Mary, Mother of Sorrows: The Third Sorrow, the loss of Jesus in the Temple

When Mary finds Jesus, she says to Him in effect:  “Don’t you realize that your father and I have been painstakingly searching for you?”  And Jesus retorts: “Didn’t you know that I have to be about my Father’s business.”  Whew! That stung! Tensions must have soared.  What was it like the rest of the way home, I wonder?  What was it like once they arrived back in Nazareth?  Mary’s question:  Why have you done this to us?” certainly resonates with the irritation any parent would have felt if a son or a daughter would have stayed behind on an outing without telling his/her parents their intention. The anger, guilt and frustration would have lingered after the event  (cf Joyce Rupp, My Sorrows is Your Sorrow, The Crossroad Publishing Company, New York,  1999, p. 78-79).
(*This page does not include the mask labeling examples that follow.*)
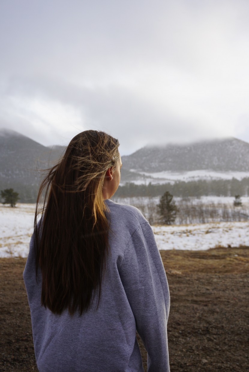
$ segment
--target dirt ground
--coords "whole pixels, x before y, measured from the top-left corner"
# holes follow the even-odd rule
[[[171,298],[171,372],[248,371],[249,247],[160,253]],[[25,262],[0,259],[3,372],[37,371],[22,277]],[[140,345],[146,371],[146,352]]]

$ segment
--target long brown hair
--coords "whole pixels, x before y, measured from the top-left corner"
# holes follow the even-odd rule
[[[55,314],[67,308],[82,314],[98,287],[98,306],[109,230],[102,187],[119,158],[119,145],[103,132],[79,133],[41,185],[34,225],[36,275],[40,268],[41,304]]]

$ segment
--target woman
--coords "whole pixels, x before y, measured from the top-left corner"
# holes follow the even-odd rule
[[[169,294],[153,232],[138,209],[110,200],[119,144],[80,133],[41,186],[23,272],[40,372],[142,372],[136,329],[148,371],[169,371]]]

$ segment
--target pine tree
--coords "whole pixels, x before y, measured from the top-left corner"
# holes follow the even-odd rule
[[[178,208],[173,201],[173,195],[166,191],[160,198],[158,204],[162,222],[166,225],[171,225],[175,221]]]
[[[235,207],[240,207],[241,205],[242,205],[240,195],[236,195],[234,198],[234,200],[233,201],[233,205]]]
[[[1,196],[4,199],[2,203],[3,204],[10,204],[10,206],[14,207],[19,198],[18,192],[15,192],[13,189],[6,189],[1,190]]]

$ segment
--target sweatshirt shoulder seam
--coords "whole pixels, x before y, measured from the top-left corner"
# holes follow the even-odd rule
[[[142,226],[143,225],[146,225],[147,224],[149,224],[149,222],[148,222],[148,221],[146,221],[146,222],[144,222],[142,224],[139,224],[139,226],[138,226],[138,227],[137,227],[137,228],[135,230],[134,230],[134,231],[132,233],[132,235],[130,237],[130,238],[129,238],[129,240],[128,241],[127,244],[126,244],[126,247],[125,247],[125,250],[124,251],[124,255],[123,255],[123,260],[122,260],[122,263],[120,265],[120,270],[121,270],[121,267],[122,267],[122,265],[123,264],[123,262],[124,260],[124,258],[125,258],[125,252],[126,252],[126,248],[127,248],[127,247],[128,247],[128,246],[129,245],[129,243],[130,243],[130,241],[131,239],[132,238],[132,237],[133,236],[133,235],[134,235],[134,234],[135,234],[135,232],[136,232],[136,231],[138,230],[138,229],[139,229],[139,228],[141,227],[141,226]]]

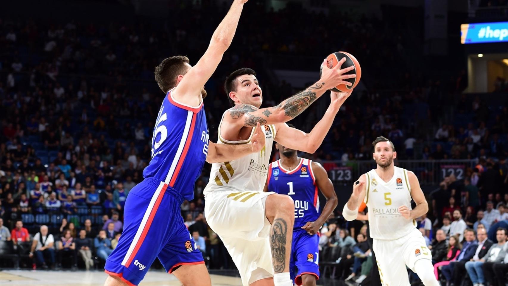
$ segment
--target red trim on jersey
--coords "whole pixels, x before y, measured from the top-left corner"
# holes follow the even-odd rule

Mary, we know, pondered the happenings of her life.  Pondering, though, would not  really have cleared the air or released the feelings.  Talking to Elizabeth and/or to her husband Joseph would have relieved some of the pain but not totally.  Only forgiveness does not. She had to forgive Jesus. After the act of forgiveness, she would have been left with the mystery of it all. Soren Kierkegaard, ( 1813-1855), a Danish philosopher,  theologian and religious writer, tells us, life  is a mystery to be lived, not a problem to be solved.  Henry Miller (1891-1980), an American writer, believed  that “until we accept the fact that life itself is founded in mystery, we have learned nothing.” 

All of us, following a tragic or traumatizing event, are left with the mystery of life. We need to surrender to life’s unfathomability and our vulnerability. We also need to ask God to teach us what we need to learn from events that are beyond our finite abilities to understand and/or  ask for the grace of stop trying to figure something out that is shrouded in mystery. That is difficult to do, as each of us has a little bit of Adam and Eve in us, that is, we want to eat the fruit of the tree “in the middle of the garden” so we will “be like gods” on this earth (cf Gen. 3:6).

What helps you handle life’s ambiguities?